Rozdział Pierwszy

Começar do início
                                    

- Zapomniałem się przedstawić, bo pewnie mnie nie poznajesz. Liam Payne, mam dziewiętnaście lat i mieszkam sam. – odzywa się szatyn, jego maniery są bardziej niż dobre. Jest kulturalny i miły, imponując tym młodszemu chłopakowi, który naprawdę uważa, że go lubi. – Jesteśmy dość daleką rodziną i nie widujemy się rzadko, ale mamy czas, aby to nadrobić.

- Dzięki – po raz pierwszy Harry uśmiecha się tak szeroko, że bolą go policzki. Czuje się zawstydzony jego uprzejmością w stosunku do jego samego, więc również chce coś dodać. – Jeśli nie chcesz, nie musisz tu ze mną siedzieć-to znaczy ja, chodziło mi o to, że na pewno masz swoich kolegów i-tak jakby to w porządku.

 Liam otwiera szerzej oczy, jakby starając się zrozumieć, co Harry właśnie powiedział. Potrząsa głową i uśmiecha się serdecznie, znowu. Harry zastanawia się przez chwile, czy kiedykolwiek zobaczy tego chłopaka złego.

- Chciałem, abyś tu przyjechał, to dla mnie nie problem – tłumaczy, więc Harry nic więcej już nie mówi, czując się głupio.

 Kiedy Liam wychodzi na chwilę z domu, Harry usadawia się na kanapie w salonie i włącza telewizje. To bardzo dziwne, myśli, czując miękkie obicie kanapy, widząc duży telewizor powieszony na ścianie naprzeciwko. Wszystko jest inne, przyjemne, ale sprawiające wrażenie czegoś, do czego przyzwyczai się dopiero po jakimś czasie. Brakuje mu swojego laptopa i ogrodowej huśtawki, ale tutaj również nie jest źle.

 Liam wraca dopiero po dziewiętnastej, zastając Harry'ego śpiącego na kanapie. Nie chce go budzić, ale to najlepsze rozwiązanie, jeśli chce wyjść teraz. Harry mógłby się wystraszyć, jeśli obudziłby się a Liama wciąż by nie było.

- Harry – potrząsa jego ramieniem najdelikatniej, jak potrafi. Harry budzi się niemal od razu, zawsze miał płytki sen. Mruga szybko i patrzy zaspany na Liama. – Nie będzie mnie długo, w kuchni na lodówce jest mój numer.
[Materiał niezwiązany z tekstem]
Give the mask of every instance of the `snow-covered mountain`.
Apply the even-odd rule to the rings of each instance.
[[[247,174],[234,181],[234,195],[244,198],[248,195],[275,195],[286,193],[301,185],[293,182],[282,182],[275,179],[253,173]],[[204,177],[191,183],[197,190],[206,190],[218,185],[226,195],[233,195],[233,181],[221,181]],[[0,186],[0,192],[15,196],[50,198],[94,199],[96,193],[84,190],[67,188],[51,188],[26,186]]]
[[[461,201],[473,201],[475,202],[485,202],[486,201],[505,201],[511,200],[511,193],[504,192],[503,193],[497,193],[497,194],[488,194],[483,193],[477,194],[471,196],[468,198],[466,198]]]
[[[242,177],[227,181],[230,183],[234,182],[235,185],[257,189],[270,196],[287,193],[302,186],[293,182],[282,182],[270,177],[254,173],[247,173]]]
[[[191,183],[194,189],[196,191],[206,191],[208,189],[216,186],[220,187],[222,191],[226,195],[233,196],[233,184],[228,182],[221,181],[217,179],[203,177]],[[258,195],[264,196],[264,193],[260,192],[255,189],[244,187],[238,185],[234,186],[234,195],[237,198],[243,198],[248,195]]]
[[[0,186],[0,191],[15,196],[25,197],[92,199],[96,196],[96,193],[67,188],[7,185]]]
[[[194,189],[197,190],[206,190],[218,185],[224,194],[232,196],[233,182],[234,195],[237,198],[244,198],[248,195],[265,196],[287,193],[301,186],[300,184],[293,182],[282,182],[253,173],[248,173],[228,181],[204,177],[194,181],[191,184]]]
- Och – siada powoli i kiwa głową, na znak, że rozumie. Nawet nie pamięta, kiedy zasnął, ale spał zaskakująco długo, bo kiedy ostatnio sprawdzał godzinę była piętnasta.

 Odwraca głowę, odprowadzając kuzyna wzrokiem i niemal podskakuje, kiedy widzi w progu obcego chłopaka. Czuje się nagle bardzo zawstydzony tym, że chłopak patrzy prosto na niego bez mrugnięcia okiem, a jego twarz nie wyraża żadnych emocji. Opiera się o framugę z założonymi rękoma, jego oczy są (nawet z takiej odległości) przerażająco błękitne i zimne jak lód, a włosy postawione do góry.
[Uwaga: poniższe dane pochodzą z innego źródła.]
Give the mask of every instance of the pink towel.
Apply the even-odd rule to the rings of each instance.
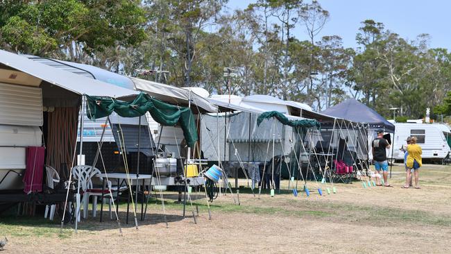
[[[28,146],[26,149],[26,168],[22,181],[25,184],[24,192],[42,192],[42,178],[44,176],[44,156],[45,148],[42,146]]]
- Louis, mówiłem, abyś czekał w samochodzie – Liam z powrotem znajduje się w przedpokoju posyłając Harry'emu ciepłe spojrzenie, zanim patrzy na chłopaka imieniem Louis. Ten dopiero po chwili odrywa wzrok od wystraszonego Harry'ego i przenosi go na Liama.

- Długo Ci to zajęło – odzywa się i Harry drży, słysząc szorstki głos Louisa. Jest parzący i równocześnie chłodny, sprawiający wrażenie niechęci i obojętności, ale jest chyba przyjacielem Liama, więc to wydaje się mu nieco dziwne.
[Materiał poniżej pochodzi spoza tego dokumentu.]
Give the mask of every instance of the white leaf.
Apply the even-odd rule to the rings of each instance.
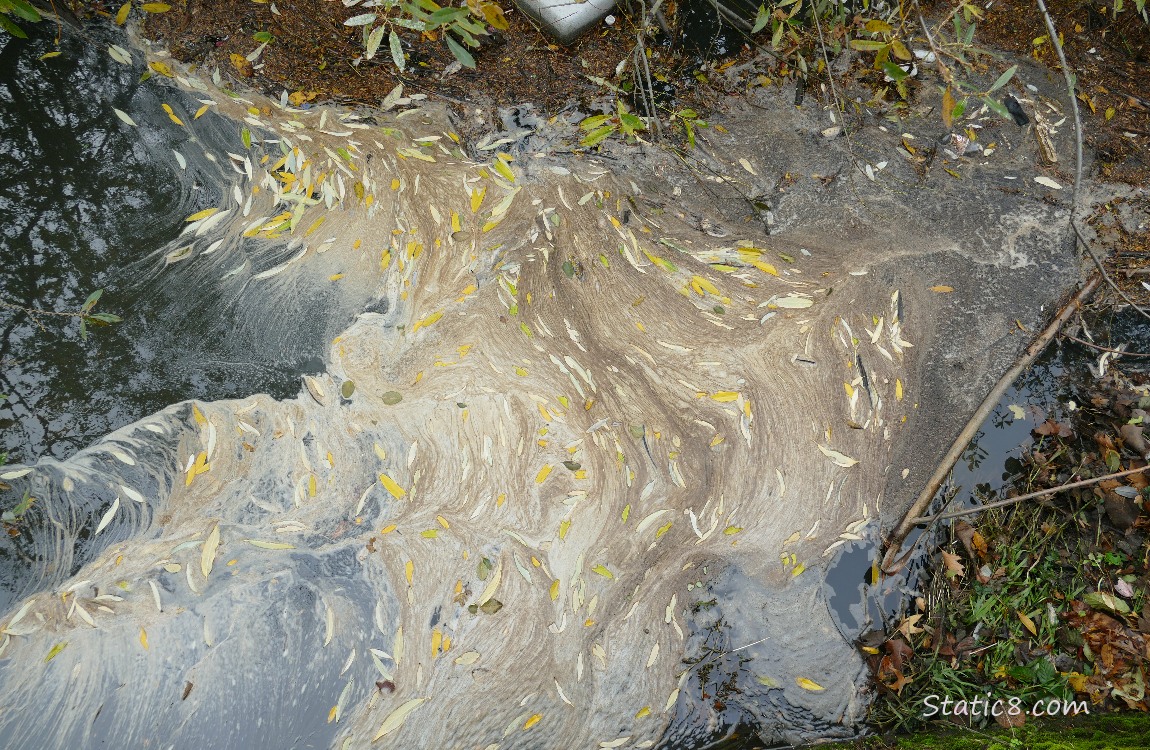
[[[399,35],[396,33],[394,29],[388,35],[388,46],[391,47],[391,60],[399,68],[400,72],[402,72],[407,63],[404,61],[404,47],[399,44]]]
[[[358,16],[352,16],[347,21],[344,21],[345,26],[366,26],[374,23],[376,20],[376,14],[374,13],[361,13]]]
[[[856,464],[858,464],[858,459],[853,459],[850,456],[844,456],[844,454],[839,453],[838,451],[834,451],[834,450],[831,450],[829,447],[826,447],[823,445],[820,445],[819,450],[822,451],[822,454],[826,456],[827,458],[829,458],[836,466],[842,466],[843,468],[849,468],[849,467],[854,466]]]
[[[367,38],[367,54],[363,56],[370,60],[375,56],[376,51],[379,48],[379,43],[383,41],[383,32],[386,31],[384,26],[376,26],[371,29],[371,33]]]
[[[200,573],[204,577],[208,577],[212,573],[212,564],[215,562],[215,552],[220,548],[220,525],[216,523],[212,528],[212,533],[208,534],[207,542],[204,543],[204,549],[200,550]]]
[[[803,307],[810,307],[813,304],[814,300],[807,297],[783,297],[782,299],[775,300],[776,307],[787,307],[790,309],[800,309]]]
[[[103,514],[102,519],[100,519],[100,525],[95,527],[97,534],[102,531],[103,527],[106,527],[108,523],[112,523],[112,519],[116,516],[116,511],[118,510],[120,510],[120,498],[117,497],[115,500],[113,500],[112,507],[108,508],[108,512]]]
- Musiałem obudzić Harry'ego – wzdycha. – Jedziemy.

 Harry obserwuje całe zajście siedząc cicho, czując się tak, jak gdyby go tutaj nie było. Liam wychodzi pierwszy, ubrany w skórzaną kurtkę, która prezentuje się na nim dość groźnie, będąc totalnym przeciwieństwem jego łagodnego charakteru.

 Następnie wychodzi Louis, jednak zanim to robi, posyła Harry'emu puste spojrzenie, co przeraża go trochę i ten zostaje sam, nie wiedząc, co się właśnie stało. Gdzie Liam wyszedł i dlaczego? Harry nie wie, ale przypominając sobie słowa, które powiedział mu kilka godzin wcześniej, uspokaja się. Z całą pewnością starszy chłopak ma swoje życie i znajomych, a Harry nie chce się w to mieszać.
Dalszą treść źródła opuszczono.